Quote Originally Posted by Renton View Post
My point was that (using your example, not mine) if the Would-Be Competitor's overhead is less than the estimated competitive market value of £5, then he could still enter, even though he won't get the additional £3. If you're claiming that by merely entering the market, he would lower the market value from £5 to even lower, that sort of invalidates idea of a £5 "competitive market value," doesn't it? This harks back to what I was saying about being careful with that term. If there is only one reasonable route between point A and point B, then necessarily that is a very valuable road. It isn't gouging to attempt to sell your product for as much as you can if its a legitimately invaluable product. The "monopolist" is well within his right to charge a high price, and a high price is a merely a problem for the market to solve.

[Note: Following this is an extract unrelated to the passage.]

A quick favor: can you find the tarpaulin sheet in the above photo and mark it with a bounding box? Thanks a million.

There's only a monopoly if the incumbent is actively sabotaging alternatives from emerging. It is quite difficult to do this without the use of force or state influence, both of which are morally wrong and hopefully illegal.

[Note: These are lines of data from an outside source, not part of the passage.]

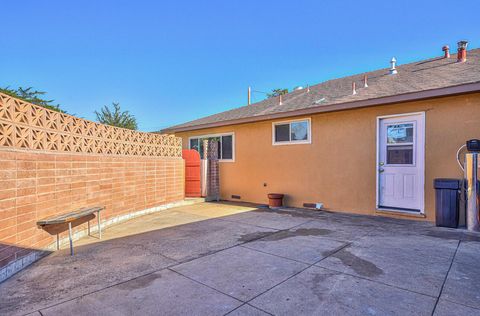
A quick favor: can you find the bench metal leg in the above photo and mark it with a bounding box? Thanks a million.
[97,211,102,239]
[68,222,73,256]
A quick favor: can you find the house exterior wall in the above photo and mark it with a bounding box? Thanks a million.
[176,93,480,221]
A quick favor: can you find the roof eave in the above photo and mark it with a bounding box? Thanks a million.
[162,82,480,134]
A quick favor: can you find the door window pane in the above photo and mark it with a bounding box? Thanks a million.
[387,145,413,165]
[387,123,413,144]
[290,121,308,140]
[222,135,233,159]
[275,124,290,142]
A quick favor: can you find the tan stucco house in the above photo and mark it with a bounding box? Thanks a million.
[163,44,480,221]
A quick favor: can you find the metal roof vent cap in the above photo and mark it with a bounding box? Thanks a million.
[390,57,397,75]
[442,45,450,58]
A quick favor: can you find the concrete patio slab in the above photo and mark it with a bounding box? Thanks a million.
[0,240,175,315]
[242,228,347,264]
[433,299,480,316]
[318,236,458,297]
[249,266,436,315]
[172,247,307,301]
[296,217,375,242]
[222,209,312,230]
[227,304,270,316]
[41,270,242,316]
[125,219,275,262]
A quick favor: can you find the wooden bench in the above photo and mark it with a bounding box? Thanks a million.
[37,206,105,256]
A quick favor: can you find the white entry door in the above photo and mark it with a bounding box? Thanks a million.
[377,113,425,213]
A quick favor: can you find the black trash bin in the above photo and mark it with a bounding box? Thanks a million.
[433,179,461,228]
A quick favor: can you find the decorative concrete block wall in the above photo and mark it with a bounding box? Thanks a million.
[0,94,184,281]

I'm a realist. If there's a stateless world in our future, I'm sure it is hundreds or thousands of years away. I prefer to apply free-market sensibilities to expected reality. My personal opinion is that anti-monopoly laws do more harm than good, and that true monopolies are nearly impossible to form. I can safely assume that a minimally-corrupt state will squash anything that even comes remotely close to the type of monopoly you're imagining here, for better or worse.
I worded that badly. It would still be £5 per car. However demand receives at £5 per car, which would have to be the minimum profitable price, would be split between 2 roads. So your return on investment would be much lower than normal which means you'd be likely to seek alternative investments instead.